I expected a look of shock, and maybe some tears. At the very least I thought he’d wince. My hand was shaking a little. What would he think? There’s no way he’d remember this, right? I knew I would though.
I met my friends when we were freshmen in college. By the grace of God (acting through some random Residence Life staffer) we were all assigned to the same floor in our freshman dorm. They started dating about the same time I started seriously discerning joining the Jesuits. She was accepted to law school about the same time I was accepted to the novitiate. They moved to Ann Arbor. I moved to Syracuse.
By the time they got engaged, they had moved to Boston. I had moved to New York City. They decided that they wanted to be each other’s adventure companion for life. My daily adventure was teaching high school boys about morality and the Bible. All three of us knew we’d found something worth hanging on to.
I did one of the readings at their wedding and cried a little. We danced a lot and celebrated well into the wee hours of the morning. He started grad school. I moved to Boston and did the same.
I knew she was pregnant before they told me. Your best friend can’t just refuse a cold beer on a hot August day and not expect you to get suspicious. I knew they’d been talking about starting a family. The beer really gave it away though.
The next eight months weren’t all smooth. There were doctor visits, tests, and a global pandemic. But they got through it together, and I was grateful to be along for the ride.
I stood at the bottom of their steps on May 1st holding a couple bags of groceries. They stood just inside the door. She was holding their three-day-old son. My nephew. It was love at first sight.
Seven of my Jesuit brothers and I were ordained as deacons on September 20th. I’m helping out at a great parish in South Boston and have been incredibly grateful to dive head first into ordained ministry. I love preaching, assisting at Mass, and chatting with parishioners. But the baptisms have been the highlight.
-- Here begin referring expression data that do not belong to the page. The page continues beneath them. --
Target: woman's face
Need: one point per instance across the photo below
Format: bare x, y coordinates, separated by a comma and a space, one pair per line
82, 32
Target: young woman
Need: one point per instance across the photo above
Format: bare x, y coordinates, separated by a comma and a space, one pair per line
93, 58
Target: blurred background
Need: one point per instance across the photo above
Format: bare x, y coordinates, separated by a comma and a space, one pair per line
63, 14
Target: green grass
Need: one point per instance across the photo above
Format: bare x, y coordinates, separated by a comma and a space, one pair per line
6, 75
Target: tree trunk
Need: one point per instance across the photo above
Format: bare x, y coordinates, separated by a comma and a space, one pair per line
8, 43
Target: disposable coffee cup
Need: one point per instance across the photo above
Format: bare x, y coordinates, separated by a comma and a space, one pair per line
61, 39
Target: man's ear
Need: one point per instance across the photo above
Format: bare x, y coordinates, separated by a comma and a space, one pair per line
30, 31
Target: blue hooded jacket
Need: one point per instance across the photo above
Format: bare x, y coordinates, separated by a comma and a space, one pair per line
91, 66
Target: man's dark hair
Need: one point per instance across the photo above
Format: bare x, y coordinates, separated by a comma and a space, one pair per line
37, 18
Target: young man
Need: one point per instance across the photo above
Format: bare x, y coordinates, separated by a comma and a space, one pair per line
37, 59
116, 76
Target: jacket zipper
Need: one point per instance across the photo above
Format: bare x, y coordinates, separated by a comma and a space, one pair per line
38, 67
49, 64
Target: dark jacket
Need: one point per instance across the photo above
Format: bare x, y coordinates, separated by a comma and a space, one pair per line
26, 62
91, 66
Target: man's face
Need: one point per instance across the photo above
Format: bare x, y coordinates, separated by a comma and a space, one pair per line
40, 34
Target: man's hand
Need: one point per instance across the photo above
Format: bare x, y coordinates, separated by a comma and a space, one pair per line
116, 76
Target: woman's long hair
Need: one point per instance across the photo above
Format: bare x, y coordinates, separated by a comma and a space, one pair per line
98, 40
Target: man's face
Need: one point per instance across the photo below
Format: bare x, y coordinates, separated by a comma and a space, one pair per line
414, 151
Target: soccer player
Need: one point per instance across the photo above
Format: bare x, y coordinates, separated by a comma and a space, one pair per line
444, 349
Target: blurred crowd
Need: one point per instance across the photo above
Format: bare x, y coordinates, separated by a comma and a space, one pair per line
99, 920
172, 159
Kids are involved, so something is almost guaranteed to go off-script, and it’s entirely guaranteed to be joyful, memorable, and holy.
There was the little girl who, seeing me hand her sister’s godparents a baptismal candle, interrupted, “I want a candle too!” Another day the family decided to improvise their answers to the renunciation of sin and the profession of faith.
ME: Do you reject Satan?
THE PARENTS: Absolutely!
ME: And all his works?
THE PARENTS: Mmhmm!
ME: And all his empty show?
THE PARENTS: Sure do!
And then there was the baby boy who, seeing my hand outstretched to anoint him, lunged his head forward and rinsed the oil off my thumb in a flood of drool. The parents and I laughed. I resolved to tell the story to my housemates later. The children became members of the Body of Christ. And we’re all holier for it.
I’m utterly convinced God calls each and every one of us to the exact same vocation: to love. The way in which God calls us to love is a much trickier question to figure out and a more winding road to walk. My friends’ path to marriage and parenthood started about the same time as my journey to ordination. We’ve been walking together (both literally and figuratively) for the entirety of our adult lives.
At 10:00 a.m. on Sunday, September 21st, our shared journey found us, along with a few friends and family members, at the parish where I’d just finished giving my first homily. I hadn’t been ordained for a full 24 hours yet. We gathered around the font.
I glanced up at my friends. What would our 18-year-old selves say if they knew that this moment was where this path of life and love would lead us? It’s tough to say which of the three of us would have been the most surprised by this scene. I prayed that their son, my nephew, would give and receive that much love – no, more, even more – as he began his life as a Christian. I plunged my hand into the water and started pouring.
“I baptize you in the name of the Father, and of the Son, and of the Holy Spirit.”
I still struggle to find words to explain what it meant, baptizing my best friends’ son as one of the first things I did after ordination.
There was no look of shock, no surprise, no tears, not even a whimper. Just love.